Yes, you heard that right. Marketing has a listening problem…definitely looks like- but the problem isn’t a matter of not hearing the voice of the customer. The problem is understanding what all the noise actually means.
An unintentional tone-deafness has led marketers to realise that they are not just struggling to aggregate the right data or struggling to identify the moments of opportunity to deliver exceptional experiences to their customers. Marketers admit that the biggest challenge the organisation faces while working to develop lasting customer relationships is actually remembering the relationship itself and not solely focusing on getting campaigns out the door.
 
Organisations have settled for passive hearing instead of active listening.
When it comes to aggregating the true voice of the customer, many marketers continue to rely on passive channels bringing in reactionary signals intentionally sent to the organisation. This leaves little opportunity to aggregate, let alone understand, real-time behaviours and cues being left behind by the customer across the omni-channel landscape. Consider where marketers believe insights, cues and indicators are being left: Email, Social, Sales Rep Interactions, Forms, Service & Support. While this list seems reasonable and an appropriate collection of customer signal sources, when sorted into categories of active, realtime, customer-driven signals versus post-engagement, reactionary or company-controlled environments, the picture of where marketers listen for signals begins to point to channels of known, structured comfort.
Where do customers actually leave cues?
Not in the known, structured comfort but in places like Social Media, User Generated Content, IoT Sensors, Chatbot sessions, Mobile Device detection etc
Data doubts are holding back advancement of the omni-channel experience. 
Without question, marketing has spent the past decade (or more) actively investing in expanding the omni-channel toolkit, identifying new ways to reach and engage with the connected customer. Each experience advancement heightens the need for actionable insights and a clear signal based on customer voice and data. But few marketers feel they are able to unlock the opportunity in the channels and the data already in use. This doubt is contributing to a hesitancy to expand and further explore what is new in omni-channel engagement.
Getting small could get us back to the customer.
 
The criticality of small data sits with the insights that reveal the “why” – why is the customer here today, why are they searching, why are the buying, why are they NOT buying? 
Marketers are waiting for complaints or opportunities to improve experiences through answering issues or questions rather than leveraging more complex data to proactively meet the customer with experiences that add value and delight. But marketers are also looking to get a better view of what the customer actually wants. Marketers need to understand the “why.”
Are they most prepared to take advantage of small data to turn noise into signals from the customer. Marketers are also confident they will finally reach the “why” behind customer’s actions and behaviours.
“Why” is also fuelling the marketer’s aspirations. When you try to identify brands across any industry that customers admired for their ability to deliver on real-time, personalised customer engagements, some key brands consistently rose to the top: Amazon, Apple, Google, Starbucks and Nike. 
What these brands also do well is connect with people and engage with customers like individuals, not just transact with campaigns.The biggest differentiator of these leading brands is their ability to treat every individual like a friend or confidante.The ability to initiate conversations in a manner that reflects the customers needs helps differentiate the brand. In essence, these brands never loose sight of the fact that their customers are core to their business…and that their customers are people first, buyers second.
It is time for marketing to lead the charge to treat people like people. It is time for marketing to champion being human. It sounds fundamental…that our customers are people. But as we have already seen, marketers admit that remembering that the organisation is engaging with people and not just data sets or individual records can be challenging.
The tools and technology are available. The data is abundant. The missing piece has been the voice of the customer. It is time for Marketing to champion the shift back to human…driving profit and opportunity along the way.
ENDS
 
www.groupisd.com/story
 
www.brandknewmag.com

POVer Shift:From POV(Point of View) to POV( Power of Vulnerability)

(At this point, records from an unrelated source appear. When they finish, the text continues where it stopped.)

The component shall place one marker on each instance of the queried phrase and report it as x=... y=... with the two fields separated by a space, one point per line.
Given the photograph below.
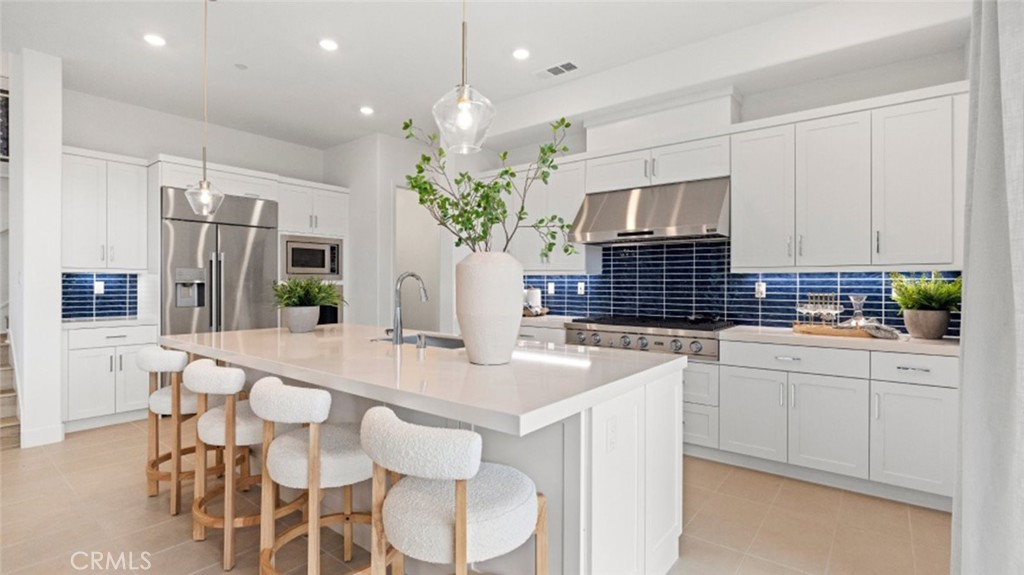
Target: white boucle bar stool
x=449 y=507
x=312 y=458
x=169 y=400
x=231 y=426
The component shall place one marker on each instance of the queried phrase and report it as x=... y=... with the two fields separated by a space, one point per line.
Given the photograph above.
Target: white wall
x=105 y=125
x=35 y=231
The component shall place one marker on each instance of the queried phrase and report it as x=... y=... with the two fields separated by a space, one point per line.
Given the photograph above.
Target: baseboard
x=864 y=486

Moving the Needle from From POV(Point of View) to POV(Power of Vulnerability)!
In today’s context, to say that social( in the sense of the term social media) has gained significant currency would be a gross understatement.It’s all pervasive, inescapable and deep rooted, one can safely assume.
Once upon a time the theory(espoused by Kevin Bacon) that was floating around was about ‘ The Six Degrees of Separation ‘ where one individual could connect with any other individual in the world irrespective of level, status or complexity through a chain of six human connections. That seemed a feat in itself. The advent of social media networks like Facebook apparently brought that number down to 3.57.
Now add another theory to the above. We are the average of the five people that we spend maximum time with is what we are being given to understand for some time now.That was in a physical world. Now, move that to a virtual scenario wherein our social media contacts run into hundreds if not thousands of connections and we are all observing, contributing, silently following one another and not always for the right reason because the swell of opinions and information is just too over powering for one individual to withstand. Distilling the wheat from the chaff is easier said than done. There is ‘ status anxiety ‘. There is the FOMO at play(Fear of Missing Out) as well. In the relentless avalanche that straddles social media platforms, where is the real ‘ you ‘, the individual? Is your POV(Point of View) actually your point of view? Or conditioned(by AI/Machine Learning etc), pulverised, calibrated, engineered, manipulated to suitably conform, comply, stand in? Or are we falling constant prey to the supposed ‘ wisdom of the crowds ‘?
Have we moved our butt so much from but naturally to bot artificially?
We seem to be in a sordid vortex of an ‘ authenticity drought ‘. Trying to project a chimera that is certainly not a wilful representation of our true self. The power of ‘ onlyness ‘ that creates the distinct individuality the world so badly needs from you is just a fleeting mirage.
Given the context, a huge opportunity looms large. That is embedded in another similar acronym POV but with a radically different meaning. Power of Vulnerability. The true you, with all it’s mortal encumbrances. With the courage ‘to stand naked in your own truth’. No excess baggage of trying to be whom you are not. The YOU that only you can be and WANT to be.Where failings and weaknesses are welcomed as normal just as all the super Machiavellian in us. Where the human is permitted and motivated to be humane. Can we circle back to leverage the opportunity that is unfolding?
For organisations, brands, marketers, behavioural economists and all of those involved in ‘ social listening ‘, data science and analytics, what option would you prefer? An ambiguous amalgam of over, untrue or misrepresentation or a predictably irrational version of what we humans normally are. The jury is out!
Tribe mentality‘ is absolutely fine. That is the way we have evolved over the centuries.  But don’t let that scuttle the ‘ onlyness ‘ in you. As you move ahead in life, don’t forget to take yourself along with you in the journey! That is the only baggage you may need. And there won’t be anything ‘ excess ‘ about it. It will be all ‘ access ‘.
ENDS
 
www.groupisd.com/story
 
www.brandknewmag.com

The Big Trap for Brands: A Sea of Sameness!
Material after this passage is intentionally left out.